Édouard exprima sa reconnaissance avec autant d’enthousiasme que d’amabilité. L’esprit débarrassé de tout souci, il s’empressa d’écrire à son ami, et pria Charlotte d’ajouter quelques lignes à sa lettre. Elle y consentit. Mais au lieu de s’acquitter de cette tâche avec la facilité gracieuse qui la caractérisait, elle y mit une précipitation passionnée qui ne lui était pas ordinaire. Il lui arriva même de faire sur le papier une tache d’encre qui s’agrandit à mesure qu’elle cherchait à l’effacer, ce qui la contraria beaucoup.

Édouard la plaisanta sur cet accident, et, comme il y avait encore de la place pour un second _Post-Scriptum_, il pria son ami de voir dans cette tache d’encre, la preuve de l’impatience avec laquelle Charlotte attendait son arrivée, et de mettre autant d’empressement dans ses préparatifs de voyage qu’on en avait mis à lui écrire.

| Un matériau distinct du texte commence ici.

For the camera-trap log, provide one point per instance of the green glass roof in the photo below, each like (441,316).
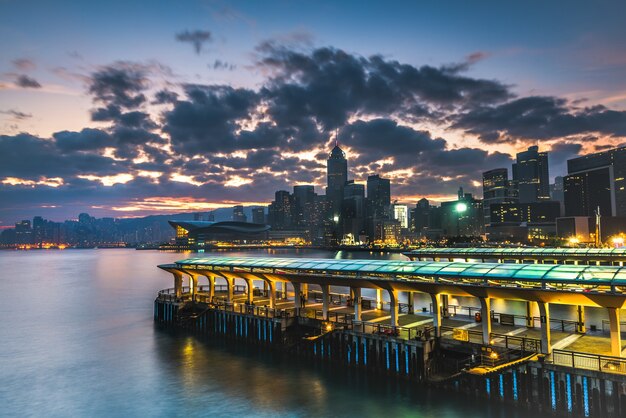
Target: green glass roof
(531,252)
(392,269)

Un messager emporta la lettre, et le Baron crut devoir exprimer sa reconnaissance à sa femme, en l’engageant de nouveau à retirer Ottilie du pensionnat, pour la faire venir près d’elle. Charlotte ne jugea pas à propos de prendre une pareille détermination avant d’y avoir mûrement réfléchi. Pour détourner l’entretien de ce sujet, elle engagea son mari à l’accompagner au piano avec sa flûte, dont il jouait fort médiocrement. Quoique né avec des dispositions musicales, il n’avait eu ni le courage ni la patience de consacrer à ce travail le temps qu’exige toujours le développement d’un talent quelconque. Allant toujours ou trop vite ou trop doucement, il eût été impossible à toute autre qu’à Charlotte, de tenir une partie avec lui. Maîtresse absolue de l’instrument sur lequel elle avait acquis une grande supériorité, elle pressait et ralentissait tour à tour la mesure sans altérer la nature du morceau, et remplissait ainsi, envers son mari, la double tâche de chef d’orchestre et de femme de ménage, puisqu’il est du devoir de l’un et de l’autre de maintenir l’ensemble dans son mouvement régulier, en dépit des déviations réitérées des détails.